Tax Incentives for early stage investors
In May 2016 the Government passed legislation that gives effect to tax incentives for early stage investors effective 1 July 2016.
This is a welcome measure that will encourage investors to invest in new start up businesses. What is important to understand is that the definition of an early stage innovation company (ESIC) is not only targeted towards your typical ‘start-up’ tech company, it can apply to a range of entities that fall within the definition.
So what’s in it for the investor?
There are effectively two classes of investors, sophisticated investors and non-sophisticated investors.
Type of Investor
Sophisticated investors – these investors meet the requirements of section 708 of the Corporations Act. Generally they have gross income of $250,000 or net assets of $2.5m.
Sophisticated investors have no restriction on the amount they can invest (however they are subject to the $200,000 cap on the value of the tax offset – see below).
Non-sophisticated investors – are those investors that are unable to pass the sophisticated investor test above. These investors are limited to investing amounts of $50,000 and below in an income year.
The non refundable carry-forward tax offset for qualifying investors is 20 per cent of the amount paid for qualifying shares. Typically qualifying shares will be new shares issued in an ESIC. Effectively the rules target new investors.
There are special rules for members of trusts, partnerships and trustees accessing the 20 per cent offset.
For sophisticated investors this allows a maximum offset of $200,000, less the sum of any previously claimed offsets carried forward into the income year. The cap is based on an affiliate inclusive basis.
Restrictions on the relationships of the investor and ESIC
The investor and the ESIC must not be affiliates of each other as defined in s328-130 of the ITAA.
In addition the investor entity must not hold more than 30 per cent of the equity interest of an ESIC.
What is a qualifying ESIC?
Generally an Australian incorporated company will qualify as an ESIC if it is at an early stage (early stage limb) of its development and it is developing new or significantly improved innovations with the purpose of commercialisation to generate an economic return (the innovation limb).
The early stage limb
- It has been recently incorporated or registered in the Australian Business Register
- Must have been incorporated in Australia within the last three income years (the latest being the current income year at the test time), or
- If not incorporated in the last three income years, it must have been registered in the ABR with the last three income years (the latest being the current income year at the test time), or
- If it has not been registered in the ABR within the last three income years – then
- It must have been incorporated in Australia with the last six income years, and
- It and any wholly owned subsidiaries must have incurred expenses of no more than $1,000,000 in total across all of the last three income years (the latest being the current income year at the test time)
Total expenses are reported at item 6 on the income tax return, therefore this is used for the purpose of this test.
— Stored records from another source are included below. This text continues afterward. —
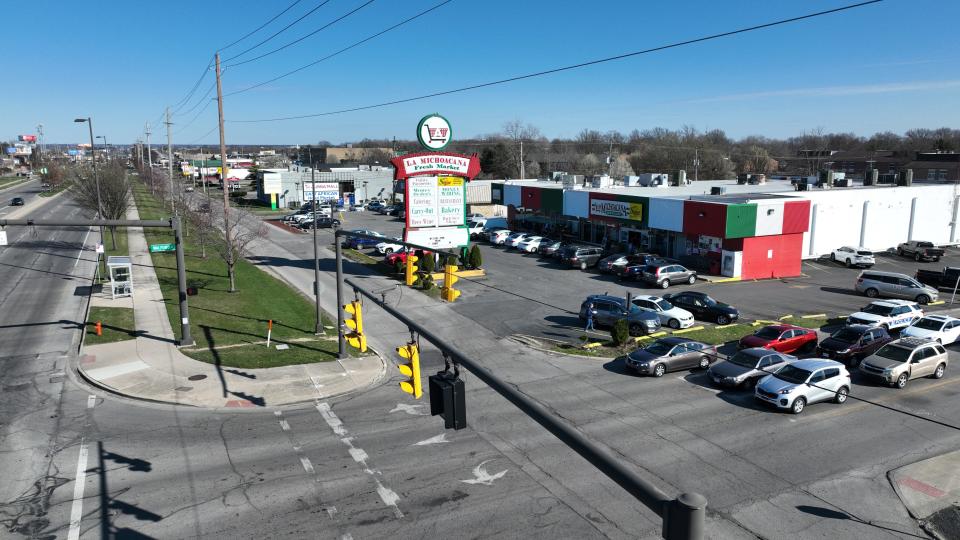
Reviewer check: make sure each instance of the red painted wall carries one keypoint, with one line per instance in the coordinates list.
(530, 197)
(796, 216)
(785, 261)
(712, 223)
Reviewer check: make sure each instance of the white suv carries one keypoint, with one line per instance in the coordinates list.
(889, 314)
(669, 314)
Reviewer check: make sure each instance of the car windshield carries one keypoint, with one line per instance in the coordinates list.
(846, 335)
(928, 324)
(768, 333)
(894, 353)
(663, 304)
(876, 309)
(743, 359)
(658, 348)
(792, 374)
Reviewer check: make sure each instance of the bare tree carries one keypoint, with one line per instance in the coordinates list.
(110, 195)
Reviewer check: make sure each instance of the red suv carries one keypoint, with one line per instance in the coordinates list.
(784, 338)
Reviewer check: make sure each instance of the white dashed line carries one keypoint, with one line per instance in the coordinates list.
(76, 509)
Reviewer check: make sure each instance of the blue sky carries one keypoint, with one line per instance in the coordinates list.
(888, 66)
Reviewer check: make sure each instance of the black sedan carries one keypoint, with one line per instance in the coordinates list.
(704, 307)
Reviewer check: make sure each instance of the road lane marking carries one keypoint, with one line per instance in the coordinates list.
(76, 509)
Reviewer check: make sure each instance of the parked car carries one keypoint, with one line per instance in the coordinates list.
(322, 223)
(670, 354)
(549, 247)
(498, 236)
(704, 307)
(530, 244)
(389, 246)
(887, 314)
(853, 256)
(948, 278)
(664, 275)
(853, 343)
(670, 315)
(905, 359)
(893, 285)
(607, 310)
(921, 251)
(803, 383)
(785, 338)
(514, 239)
(610, 263)
(581, 257)
(748, 366)
(939, 328)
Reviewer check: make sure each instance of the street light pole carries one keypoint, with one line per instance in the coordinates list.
(96, 175)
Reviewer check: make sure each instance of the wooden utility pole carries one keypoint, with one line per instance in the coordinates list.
(223, 178)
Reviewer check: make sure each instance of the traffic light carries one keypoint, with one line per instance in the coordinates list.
(411, 352)
(412, 268)
(355, 338)
(448, 293)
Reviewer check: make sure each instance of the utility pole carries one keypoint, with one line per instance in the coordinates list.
(173, 205)
(149, 151)
(316, 256)
(223, 178)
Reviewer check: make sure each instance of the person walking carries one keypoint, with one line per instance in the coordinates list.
(589, 318)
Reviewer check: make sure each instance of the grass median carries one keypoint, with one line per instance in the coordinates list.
(117, 325)
(230, 329)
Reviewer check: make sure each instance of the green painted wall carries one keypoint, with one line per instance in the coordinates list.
(741, 220)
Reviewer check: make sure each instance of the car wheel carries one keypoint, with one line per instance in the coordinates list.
(798, 405)
(938, 373)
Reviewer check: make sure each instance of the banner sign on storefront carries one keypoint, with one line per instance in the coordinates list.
(616, 209)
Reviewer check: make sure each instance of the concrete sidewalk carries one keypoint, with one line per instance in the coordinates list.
(152, 368)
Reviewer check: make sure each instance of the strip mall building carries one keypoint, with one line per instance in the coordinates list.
(749, 231)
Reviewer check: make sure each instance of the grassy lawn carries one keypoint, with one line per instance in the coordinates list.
(220, 318)
(117, 325)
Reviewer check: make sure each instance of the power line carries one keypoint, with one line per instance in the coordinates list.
(573, 66)
(298, 40)
(278, 32)
(275, 17)
(343, 50)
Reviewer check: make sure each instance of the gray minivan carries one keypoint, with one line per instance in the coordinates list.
(893, 285)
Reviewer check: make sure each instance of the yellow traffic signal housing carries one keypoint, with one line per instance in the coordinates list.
(412, 268)
(448, 293)
(355, 338)
(411, 369)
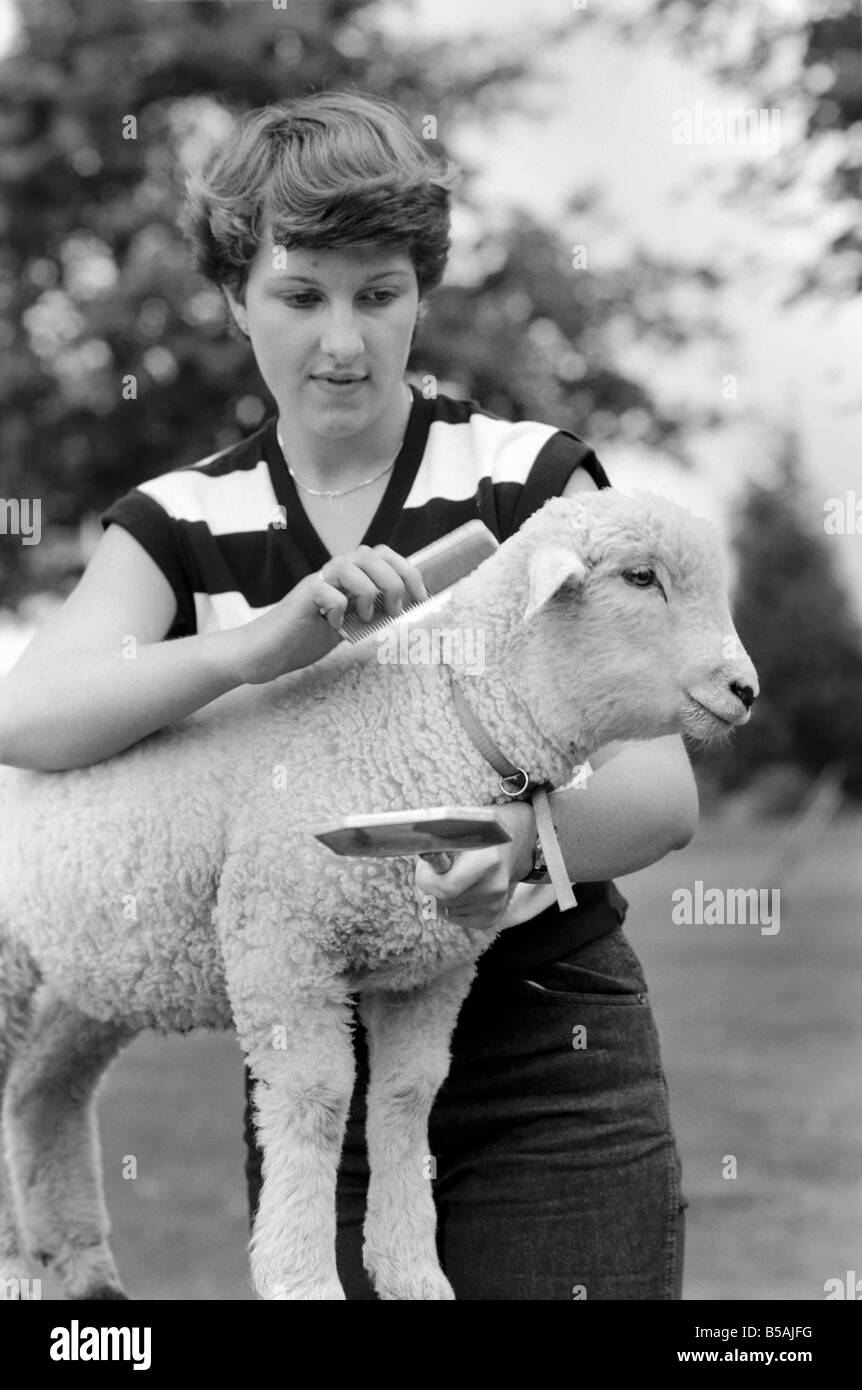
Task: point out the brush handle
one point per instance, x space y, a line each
441 565
440 859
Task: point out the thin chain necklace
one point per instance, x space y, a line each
334 492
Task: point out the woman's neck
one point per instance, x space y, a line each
331 463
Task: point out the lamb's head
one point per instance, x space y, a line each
623 627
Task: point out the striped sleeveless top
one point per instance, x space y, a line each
231 535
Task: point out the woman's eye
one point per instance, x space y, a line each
641 577
301 300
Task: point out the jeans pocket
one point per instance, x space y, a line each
604 972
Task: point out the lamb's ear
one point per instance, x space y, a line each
548 570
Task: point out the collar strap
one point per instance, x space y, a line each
515 781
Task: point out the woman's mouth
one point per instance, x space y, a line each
339 385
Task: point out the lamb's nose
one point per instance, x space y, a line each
744 692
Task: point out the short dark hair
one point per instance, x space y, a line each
328 170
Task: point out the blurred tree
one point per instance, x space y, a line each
116 363
802 57
797 624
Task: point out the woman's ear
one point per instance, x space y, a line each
238 312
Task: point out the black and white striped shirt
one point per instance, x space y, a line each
231 535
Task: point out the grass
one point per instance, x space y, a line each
761 1034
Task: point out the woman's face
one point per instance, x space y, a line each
331 331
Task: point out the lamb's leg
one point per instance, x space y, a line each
53 1147
305 1068
18 980
409 1039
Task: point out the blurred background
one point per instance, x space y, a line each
658 246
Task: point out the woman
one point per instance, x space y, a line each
326 224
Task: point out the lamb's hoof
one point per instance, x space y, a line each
423 1285
327 1290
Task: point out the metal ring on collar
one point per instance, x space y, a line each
520 791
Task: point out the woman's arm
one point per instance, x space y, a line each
640 804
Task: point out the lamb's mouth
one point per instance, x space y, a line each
698 709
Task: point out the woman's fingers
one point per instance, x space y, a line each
359 577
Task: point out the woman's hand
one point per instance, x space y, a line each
477 887
303 626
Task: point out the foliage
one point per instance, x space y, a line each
96 285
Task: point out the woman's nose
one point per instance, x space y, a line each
341 338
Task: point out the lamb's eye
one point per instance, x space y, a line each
644 577
641 576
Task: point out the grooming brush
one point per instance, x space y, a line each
437 834
441 565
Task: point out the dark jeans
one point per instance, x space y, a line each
556 1168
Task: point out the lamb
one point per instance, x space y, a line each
177 886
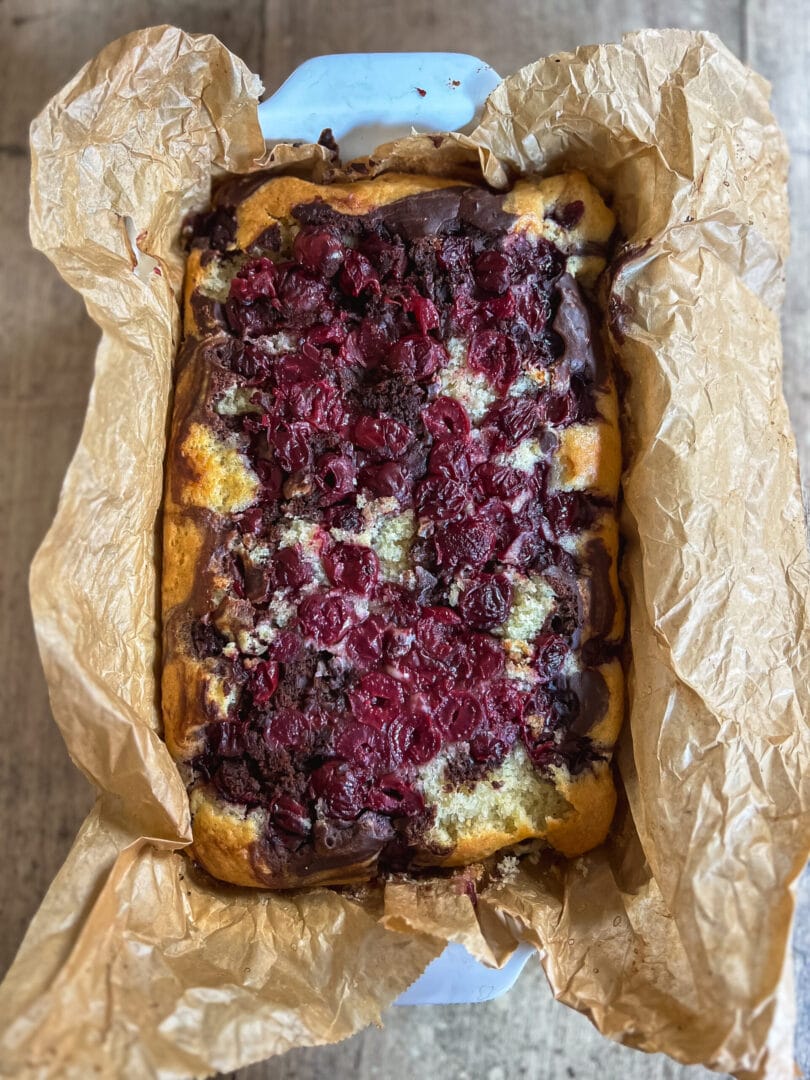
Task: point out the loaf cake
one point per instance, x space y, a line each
390 598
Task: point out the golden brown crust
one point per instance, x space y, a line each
208 478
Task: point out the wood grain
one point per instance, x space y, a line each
48 346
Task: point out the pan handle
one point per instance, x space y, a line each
367 98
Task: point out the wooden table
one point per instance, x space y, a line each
44 378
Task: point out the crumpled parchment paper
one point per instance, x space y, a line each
673 936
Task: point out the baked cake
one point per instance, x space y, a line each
391 609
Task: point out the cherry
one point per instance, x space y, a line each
325 617
550 653
358 275
352 567
449 460
417 356
486 601
390 260
382 434
291 815
500 482
292 569
377 700
318 251
286 646
335 476
301 294
288 728
257 278
469 542
262 680
491 272
387 480
364 643
361 744
414 741
342 788
442 498
496 355
393 795
446 418
424 312
292 444
464 716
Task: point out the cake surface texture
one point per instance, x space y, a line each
391 611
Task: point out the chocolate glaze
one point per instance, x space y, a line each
575 324
428 214
582 698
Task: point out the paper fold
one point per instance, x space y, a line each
673 936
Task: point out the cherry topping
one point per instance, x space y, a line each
417 356
446 418
550 652
377 700
257 278
414 740
262 680
335 476
358 274
291 815
485 603
292 568
382 434
364 643
319 251
496 355
325 617
394 796
466 543
352 567
491 272
343 790
292 444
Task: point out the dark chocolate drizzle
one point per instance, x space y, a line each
588 598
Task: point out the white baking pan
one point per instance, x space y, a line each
368 98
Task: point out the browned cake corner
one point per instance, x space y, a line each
390 596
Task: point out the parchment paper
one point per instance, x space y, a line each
673 936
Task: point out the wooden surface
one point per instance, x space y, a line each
48 345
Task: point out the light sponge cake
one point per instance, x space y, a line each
390 597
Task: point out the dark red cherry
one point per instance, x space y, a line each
468 542
364 643
446 418
292 444
491 272
358 274
262 680
387 480
292 568
395 796
257 278
325 617
342 788
496 355
416 356
364 745
486 601
414 740
335 476
550 653
291 815
377 700
319 251
352 567
382 434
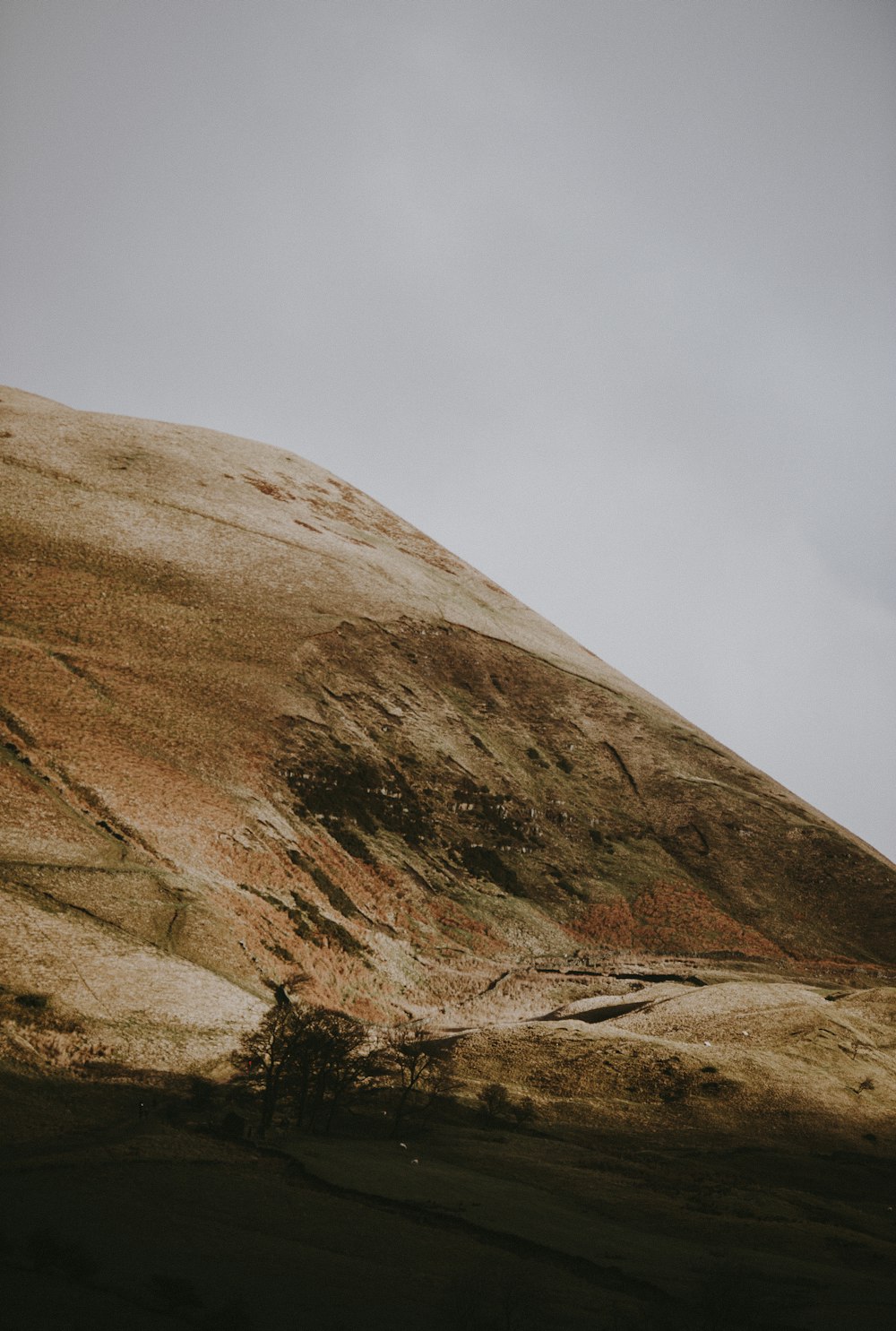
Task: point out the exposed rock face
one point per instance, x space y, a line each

- It has total expenses of $1 million or less
- It has assessable income of $200,000 or less
- It is not listed on a stock exchange
The innovation limb
The principle-based definition of innovation is designed to provide enough legislative flexibility to accommodate both existing and future forms of innovations while specifically targeting high growth potential companies based on the innovation company’s focus and potential business capabilities.
However, recognising that not all companies will want to self-assess, or seek a ruling from the ATO about whether they satisfy such a test, these amendments also provide some objective activity-based criteria that companies can apply against their own circumstances. In practice, this may be the simplest and fastest way for companies to determine if they satisfy the innovation limb of the qualifying ESIC test.
What CGT treatment applies to shares in qualifying ESICs?
The benefit of investing in a ESIC is not only the non—refundable tax offset, but also the preferential capital gain tax treatment. An investor that acquires shares in a qualifying ESIC will be taken to hold these shares on capital account.
In determining what shares qualify for the modified treatment, it does not matter whether the investor has actually received the tax offset in relation to the shares. In addition it does not matter if the company subsequently ceases to be a qualifying ESIC.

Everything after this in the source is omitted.